Czernowin considers teaching to be an important aspect of her continued compositional development. She was Professor of Composition at the University of California San Diego from 1997 to 2006, a professor at the University of Music and Performing Arts in Vienna from 2006 to 2009, and in 2009 was appointed Walter Bigelow Rosen Professor of Music at the University of Harvard. She has been a guest professor in a number of institutions, and has taught at the International Summer Course for New Music at Darmstadt since 1990. Czernowin founded a course for young composers at the Akademie Schloss Solitude near Stuttgart with her husband, the composer Steven Takasugi, and Jean Baptiste Joly, as well as a course in Israel at the festival Tzlil Meudcan along with Yaron Deutsch.

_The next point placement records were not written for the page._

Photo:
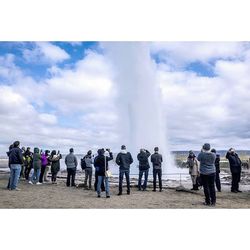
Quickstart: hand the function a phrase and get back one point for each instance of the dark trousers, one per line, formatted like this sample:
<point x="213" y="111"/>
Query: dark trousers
<point x="209" y="188"/>
<point x="22" y="172"/>
<point x="217" y="182"/>
<point x="96" y="182"/>
<point x="88" y="176"/>
<point x="42" y="174"/>
<point x="71" y="175"/>
<point x="27" y="172"/>
<point x="157" y="172"/>
<point x="235" y="181"/>
<point x="141" y="172"/>
<point x="121" y="174"/>
<point x="53" y="176"/>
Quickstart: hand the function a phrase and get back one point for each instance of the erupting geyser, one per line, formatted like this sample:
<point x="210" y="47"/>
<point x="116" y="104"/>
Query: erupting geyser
<point x="142" y="123"/>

Czernowin’s output includes chamber and orchestral music, with and without electronics. Her works are regularly played in many of the major contemporary music festivals in Europe, as well as in Japan, Korea, Australia, the USA and Canada. Czernowin has composed two large scale works for the stage:
Pnima...ins Innere (2000), commissioned by the Munich Biennale and chosen as best premiere of the year by Opernwelt’s annual critic survey and winner of the coveted Bayerischer Theaterpreis, and
Adama (2004-05), commissioned for Mozart’s 250’s birthday by the Salzburg Festival. Both operas have a strong political content.

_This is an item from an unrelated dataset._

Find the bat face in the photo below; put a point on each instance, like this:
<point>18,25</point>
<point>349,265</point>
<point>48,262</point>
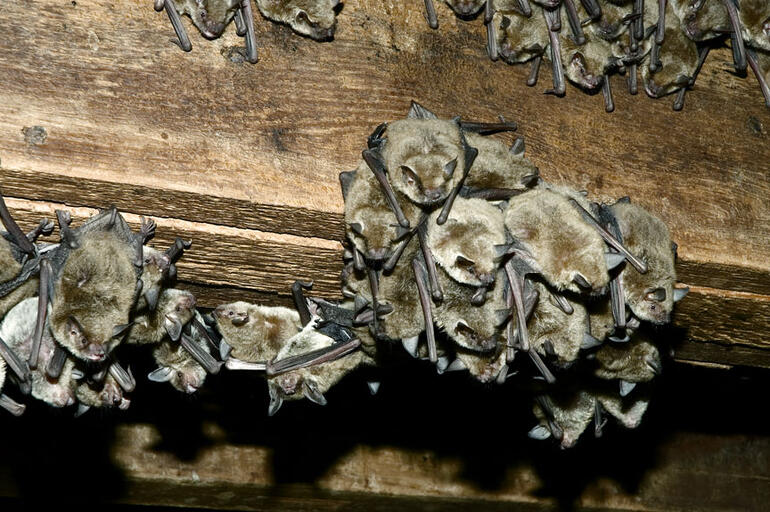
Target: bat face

Pnima deals with the transmission of a traumatic experience as a vital part of the present, demanding real and active engagement rather than allowing the trauma to become a self-important, rarefied and frozen memorial. With her second opera, she was asked to respond to Mozart's
Zaïde by creating a counterpoint piece.
Adama, which is intertwined with
Zaïde, deals with the impact that a political situation has on the individual and the limited freedom one has when trying to escape this impact.
Similarly to the political rebelliousness of the operas, the chamber music enacts an impatience with known and accepted assumptions. The chamber pieces from the 1990s explore the possibilities of temporal and formal divergence. In both
Afatsim (1996) and
String Quartet (1995), a game is made of changing the identity of the instruments by creating “meta instruments” - combining a few instruments into one identity and then separating them. By doing so the ensemble is able to change its identity within the piece. The unfolding of the piece is further fractured by cutting and displacing parts of the continuity into a forest of chaotic utterances. The
Wintersongs series uses the same septet material reinterpreted five times, becoming an entirely different musical experience with each iteration.
Maim (2001-07), for a large orchestra and a group of soloists, and other works from the 2000s including the electronic works of the experimental studio, speculate about the physicality and motion of material. They touch on a strange and unfamiliar kind of “physics”, which toys with our expectations. The exploration of time and form on the one hand, and of material, its nature and physicality on the other, find a new expression in
HIDDEN (2013-14) for string quartet and electronics, where a slowed down experience of time is coupled with distorted reflections of material, showing a glimpse into a world of unfamiliarity.
Czernowin's work is a significant and unique voice in the music of the present. She has received numerous awards for her compositions, including the Kranichsteiner Musikpreis (1992), Asahi Shimbun Fellowship Prize (1993), the Schloss Solitude Fellowship (1996), the IRCAM Reading Panel (1998), the Composer’s Prize by the Ernst von Siemens Music Foundation (2003), the Rockefeller Foundation Prize (2004), the Fromm Foundation Award (2008), a nomination of the Berlin Wissenschaftskolleg (2008), the Guggenheim Fellowship Award (2011) and the Heidelberger Künstlerinnenpreis (2016). She was Artist in Residence with the Salzburg Festival in 2005/06 and with the Lucerne Festival, Switzerland in 2013.